Bayes Classifier with Hidden Markov Model emissions Coin Toss

author: Nicholas Farn [nicholasfarn@gmail.com], Jacob Schreiber [jmschreiber91@gmail.com]

In this example we will be using a simple Hidden Markov Model to demonstrate how it can be used in a Bayes classifier. In this particular example we have a couple friends who enjoy playing a game of chance. Someone tosses a coin and whenever it lands on heads, the tosser gains \$1, otherwise he pays \$1. However some of our friends are prone to using rigged coins in order to come out ahead in the long run.

Players fall into 3 categories, non-cheaters, smart cheaters, and dumb cheaters. Non-cheaters, as the name implies, do not use rigged coins. Smart cheaters make sure to switch between rigged and unrigged coins in order to keep the deception going. Dumb cheaters only use rigged coins.



In [1]:

    
from pomegranate import *
import numpy as np
%pylab inline









    



Populating the interactive namespace from numpy and matplotlib

Let's start by creating our hmm's.
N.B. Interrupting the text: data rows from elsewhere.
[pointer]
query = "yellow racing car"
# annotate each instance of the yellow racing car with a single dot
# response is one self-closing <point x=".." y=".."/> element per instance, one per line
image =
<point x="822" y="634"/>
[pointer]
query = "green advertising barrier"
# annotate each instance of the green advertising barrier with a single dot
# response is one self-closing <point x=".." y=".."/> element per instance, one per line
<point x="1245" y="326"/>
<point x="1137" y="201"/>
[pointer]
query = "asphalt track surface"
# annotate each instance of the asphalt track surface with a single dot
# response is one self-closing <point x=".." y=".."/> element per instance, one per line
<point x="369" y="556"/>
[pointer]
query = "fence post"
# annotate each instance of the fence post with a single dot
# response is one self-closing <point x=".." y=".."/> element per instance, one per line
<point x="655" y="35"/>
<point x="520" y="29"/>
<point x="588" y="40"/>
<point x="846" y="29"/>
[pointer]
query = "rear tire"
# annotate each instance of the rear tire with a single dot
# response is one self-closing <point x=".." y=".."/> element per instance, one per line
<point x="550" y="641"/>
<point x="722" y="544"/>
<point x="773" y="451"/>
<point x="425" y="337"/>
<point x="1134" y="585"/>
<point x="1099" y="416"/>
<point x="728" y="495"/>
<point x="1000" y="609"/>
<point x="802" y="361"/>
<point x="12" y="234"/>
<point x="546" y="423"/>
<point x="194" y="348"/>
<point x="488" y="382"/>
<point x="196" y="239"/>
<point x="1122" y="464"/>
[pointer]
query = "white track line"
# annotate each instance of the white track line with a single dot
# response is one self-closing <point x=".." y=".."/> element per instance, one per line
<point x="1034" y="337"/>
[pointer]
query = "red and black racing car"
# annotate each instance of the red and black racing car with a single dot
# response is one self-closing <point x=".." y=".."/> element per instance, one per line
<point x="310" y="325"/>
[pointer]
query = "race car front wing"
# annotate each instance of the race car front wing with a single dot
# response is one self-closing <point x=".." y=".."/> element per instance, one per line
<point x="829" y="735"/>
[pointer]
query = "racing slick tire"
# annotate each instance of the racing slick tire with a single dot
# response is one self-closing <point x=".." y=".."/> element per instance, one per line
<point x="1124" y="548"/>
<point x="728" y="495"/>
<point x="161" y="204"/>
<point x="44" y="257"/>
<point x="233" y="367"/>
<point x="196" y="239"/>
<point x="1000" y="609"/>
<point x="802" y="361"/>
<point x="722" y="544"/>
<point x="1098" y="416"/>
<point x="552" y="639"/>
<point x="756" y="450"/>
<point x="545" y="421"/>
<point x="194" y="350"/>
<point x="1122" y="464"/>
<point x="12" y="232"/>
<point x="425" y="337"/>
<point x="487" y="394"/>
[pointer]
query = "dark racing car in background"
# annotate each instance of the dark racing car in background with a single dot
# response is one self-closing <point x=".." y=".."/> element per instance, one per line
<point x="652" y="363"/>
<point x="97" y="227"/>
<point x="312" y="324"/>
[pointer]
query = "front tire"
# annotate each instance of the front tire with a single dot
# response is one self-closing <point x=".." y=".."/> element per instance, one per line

Since this is a simple example, we will only have 2 states, rigged and unrigged, with discrete distributions.



In [2]:

    
rigged = State(DiscreteDistribution({'H': 0.8, 'T': 0.2}), name="rigged")
unrigged = State(DiscreteDistribution({'H': 0.5, 'T': 0.5}), name="unrigged")

Now let's create our non-cheater and dumb cheater since their hmm's consist of a single state.



In [3]:

    
non_cheater = HiddenMarkovModel(name="non-cheater")
non_cheater.add_state(unrigged)

dumb_cheater = HiddenMarkovModel(name="dumb-cheater")
dumb_cheater.add_state(rigged)

We can now add our starting states to our models.



In [4]:

    
non_cheater.start = unrigged
dumb_cheater.start = rigged

We can also add the transitions to our non-cheater and dumb cheater.



In [5]:

    
non_cheater.add_transition(unrigged, unrigged, 1)
dumb_cheater.add_transition(rigged, rigged, 1)

Now we bake our models to finalize the structure.



In [6]:

    
non_cheater.bake()
dumb_cheater.bake()

Now we can create our smart cheater.



In [7]:

    
smart_cheater = HiddenMarkovModel(name="smart-cheater")

The structure of our smart cheater hmm should look like the following.

Let's add in our starting transitions. Smart cheaters start out half the time with an unrigged coin, half the time without.



In [8]:

    
smart_cheater.add_transition(smart_cheater.start, unrigged, 0.5)
smart_cheater.add_transition(smart_cheater.start, rigged, 0.5)

Then we can add our transition matrix.



In [9]:

    
smart_cheater.add_transition(rigged, rigged, 0.5)
smart_cheater.add_transition(rigged, unrigged, 0.5)
smart_cheater.add_transition(unrigged, rigged, 0.5)
smart_cheater.add_transition(unrigged, unrigged, 0.5)

Finally we can bake the model to finalize its structure.



In [10]:

    
smart_cheater.bake()

We can view the structures of all our hmm's in the images below.



In [11]:

    
plt.title("smart cheater hmm")
smart_cheater.plot()

plt.title("dumb cheater hmm")
dumb_cheater.plot()

plt.title("non-cheater hmm")
non_cheater.plot()

Now we can finally create our Naive Bayes classifier. We'll let 0 stand for a non-cheater, 1 stand for a smart cheater, and 2 stand for a dumb cheater.



In [12]:

    
players = BayesClassifier([non_cheater, smart_cheater, dumb_cheater])

Now let's create a sequence of coin tosses to test our classifier on.



In [13]:

    
data = np.array([list('HHHHHTHTHTTTTHHHTHHTTHHHHHTH'),
                 list('HHHHHHHTHHHHTTHHHHHHHTTHHHHH'),
                 list('THTHTHTHTHTHTTHHTHHHHTTHHHTT')])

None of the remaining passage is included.